The Pinaryai Vijayan government has not felt any inhibition on account of this precarious financial situation in its prodigal spending. Several instances of diversion of funds to buy luxury vehicles for ministers and officials and build glitzy bungalows for them have come to light. Crass cases of wasteful expenditures include hiring of high-cost lawyers to defend party workers accused of murder and other serious crimes.

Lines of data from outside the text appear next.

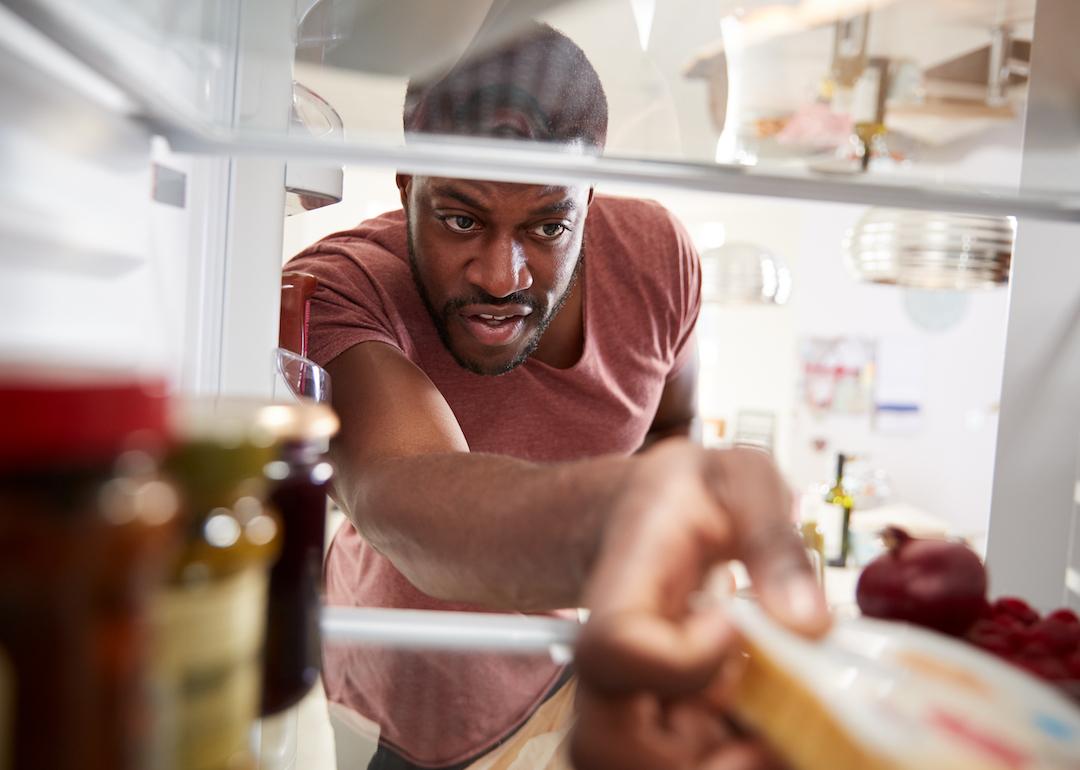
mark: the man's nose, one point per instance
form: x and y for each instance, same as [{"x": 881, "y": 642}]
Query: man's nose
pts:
[{"x": 499, "y": 267}]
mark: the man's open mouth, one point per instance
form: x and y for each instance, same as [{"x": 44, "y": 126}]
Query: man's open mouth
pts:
[{"x": 494, "y": 327}]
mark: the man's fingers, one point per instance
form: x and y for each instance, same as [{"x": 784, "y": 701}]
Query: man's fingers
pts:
[
  {"x": 622, "y": 733},
  {"x": 783, "y": 578},
  {"x": 636, "y": 649},
  {"x": 750, "y": 489},
  {"x": 625, "y": 732}
]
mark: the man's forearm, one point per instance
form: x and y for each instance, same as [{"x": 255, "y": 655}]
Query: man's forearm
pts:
[{"x": 487, "y": 529}]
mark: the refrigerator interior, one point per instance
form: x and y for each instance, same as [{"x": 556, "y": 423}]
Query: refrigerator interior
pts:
[{"x": 145, "y": 225}]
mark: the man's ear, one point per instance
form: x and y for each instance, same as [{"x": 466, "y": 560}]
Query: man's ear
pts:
[{"x": 404, "y": 183}]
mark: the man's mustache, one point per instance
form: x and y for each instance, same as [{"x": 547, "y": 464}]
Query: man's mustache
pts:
[{"x": 485, "y": 298}]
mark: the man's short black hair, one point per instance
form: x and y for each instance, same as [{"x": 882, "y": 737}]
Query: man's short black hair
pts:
[{"x": 538, "y": 85}]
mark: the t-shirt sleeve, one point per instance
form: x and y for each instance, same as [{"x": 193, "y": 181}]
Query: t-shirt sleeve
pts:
[
  {"x": 686, "y": 296},
  {"x": 349, "y": 307}
]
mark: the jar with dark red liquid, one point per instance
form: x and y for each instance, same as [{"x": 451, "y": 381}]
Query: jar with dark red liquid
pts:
[
  {"x": 299, "y": 482},
  {"x": 86, "y": 525}
]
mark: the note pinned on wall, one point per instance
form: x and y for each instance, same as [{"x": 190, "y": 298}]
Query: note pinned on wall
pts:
[{"x": 901, "y": 386}]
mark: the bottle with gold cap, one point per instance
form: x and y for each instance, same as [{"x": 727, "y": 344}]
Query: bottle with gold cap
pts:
[
  {"x": 299, "y": 480},
  {"x": 210, "y": 618}
]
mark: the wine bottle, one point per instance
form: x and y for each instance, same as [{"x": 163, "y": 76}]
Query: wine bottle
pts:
[{"x": 838, "y": 528}]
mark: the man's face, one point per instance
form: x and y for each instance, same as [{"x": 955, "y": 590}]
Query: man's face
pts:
[{"x": 494, "y": 262}]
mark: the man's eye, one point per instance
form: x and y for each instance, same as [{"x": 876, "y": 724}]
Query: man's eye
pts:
[
  {"x": 460, "y": 223},
  {"x": 551, "y": 229}
]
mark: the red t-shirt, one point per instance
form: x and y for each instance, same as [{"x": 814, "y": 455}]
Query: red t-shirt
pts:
[{"x": 642, "y": 287}]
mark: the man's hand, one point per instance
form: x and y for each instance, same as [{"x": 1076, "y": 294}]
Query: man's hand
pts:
[{"x": 653, "y": 665}]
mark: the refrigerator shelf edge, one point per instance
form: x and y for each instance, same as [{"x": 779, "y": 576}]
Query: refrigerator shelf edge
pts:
[{"x": 464, "y": 632}]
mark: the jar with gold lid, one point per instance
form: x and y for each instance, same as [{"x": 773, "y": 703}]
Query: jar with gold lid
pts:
[{"x": 210, "y": 617}]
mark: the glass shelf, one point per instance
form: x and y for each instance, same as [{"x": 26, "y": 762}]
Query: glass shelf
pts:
[{"x": 721, "y": 96}]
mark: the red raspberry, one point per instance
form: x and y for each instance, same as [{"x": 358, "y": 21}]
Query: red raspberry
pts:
[
  {"x": 1064, "y": 616},
  {"x": 991, "y": 642},
  {"x": 1015, "y": 607},
  {"x": 1036, "y": 649}
]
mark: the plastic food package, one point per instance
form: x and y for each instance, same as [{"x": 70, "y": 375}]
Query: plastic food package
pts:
[{"x": 885, "y": 696}]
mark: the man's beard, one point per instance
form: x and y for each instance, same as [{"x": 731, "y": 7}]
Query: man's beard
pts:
[{"x": 441, "y": 318}]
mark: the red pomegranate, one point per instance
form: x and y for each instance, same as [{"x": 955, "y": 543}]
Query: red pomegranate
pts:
[{"x": 935, "y": 583}]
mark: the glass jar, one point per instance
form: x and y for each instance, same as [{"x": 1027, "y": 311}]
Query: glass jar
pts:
[
  {"x": 299, "y": 482},
  {"x": 210, "y": 616},
  {"x": 85, "y": 524}
]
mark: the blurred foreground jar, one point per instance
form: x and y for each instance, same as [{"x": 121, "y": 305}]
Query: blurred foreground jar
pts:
[
  {"x": 85, "y": 524},
  {"x": 210, "y": 617},
  {"x": 299, "y": 480}
]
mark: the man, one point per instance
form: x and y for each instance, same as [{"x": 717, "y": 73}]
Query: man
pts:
[{"x": 503, "y": 356}]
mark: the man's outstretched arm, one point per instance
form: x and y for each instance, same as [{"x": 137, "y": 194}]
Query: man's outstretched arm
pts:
[{"x": 461, "y": 526}]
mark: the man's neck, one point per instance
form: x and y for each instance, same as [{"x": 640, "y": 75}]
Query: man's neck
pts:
[{"x": 564, "y": 340}]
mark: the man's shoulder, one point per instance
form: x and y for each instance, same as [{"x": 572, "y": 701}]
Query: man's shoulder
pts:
[
  {"x": 634, "y": 211},
  {"x": 379, "y": 240}
]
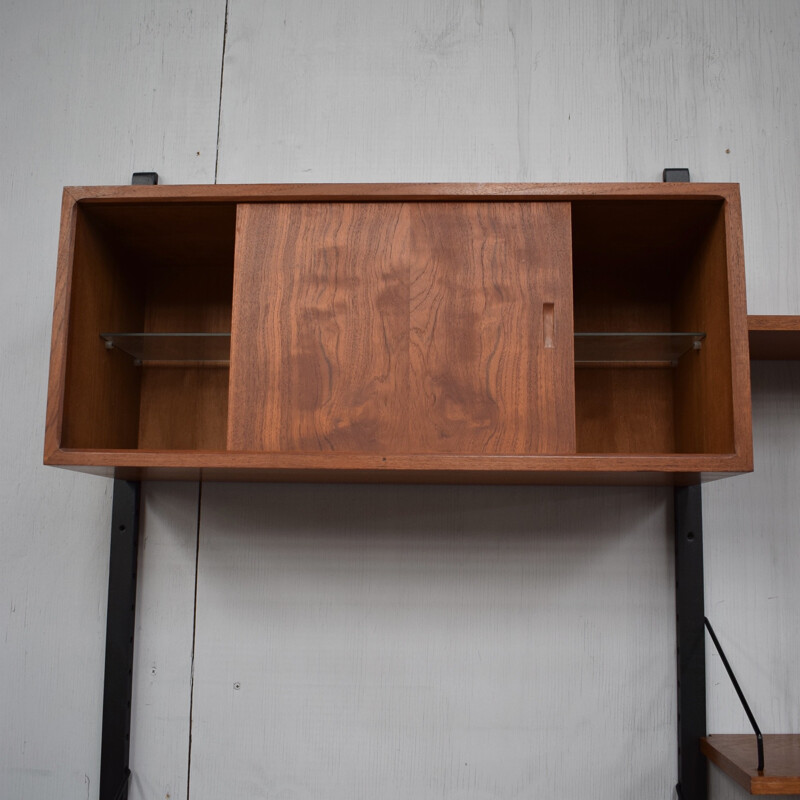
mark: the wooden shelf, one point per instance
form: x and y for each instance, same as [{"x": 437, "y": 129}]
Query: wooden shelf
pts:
[
  {"x": 735, "y": 754},
  {"x": 402, "y": 332},
  {"x": 774, "y": 337}
]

Eyebrows were raised when the state government hired a special IT lawyer from Mumbai to appear in the case filed by Opposition Leader Ramesh Chennithala questioning the propriety of the state government entering into a deal with controversial US company Sprinklr for the analysis of data relating to coronavirus patients without the approval of the Cabinet or the knowledge of the law department.
Topping the list of shady deals is the controversial decision to hire a Pawan Hans helicopter for Rs 1.44 crore for 20 hours of flight time a month. The deal was justified in the name of disaster management missions and security operations. But there have been allegations of irregularities as a private company claimed that it had quoted a lower quote for the same aircraft.
The state government has also been accused to spending tax payers’ money to organise fancy global investors meetings, which produced nothing but hyperbole about the business-friendly environment in the state and no investments whatsoever.
Chief Minister Pinarayi Vijayan has been deflecting all criticism by fronting the success in the fight against Covid-19 and insisting that the growing intolerance of the Opposition parties is on account of their fear that people will credit the Left Democratic Front government for its achievements.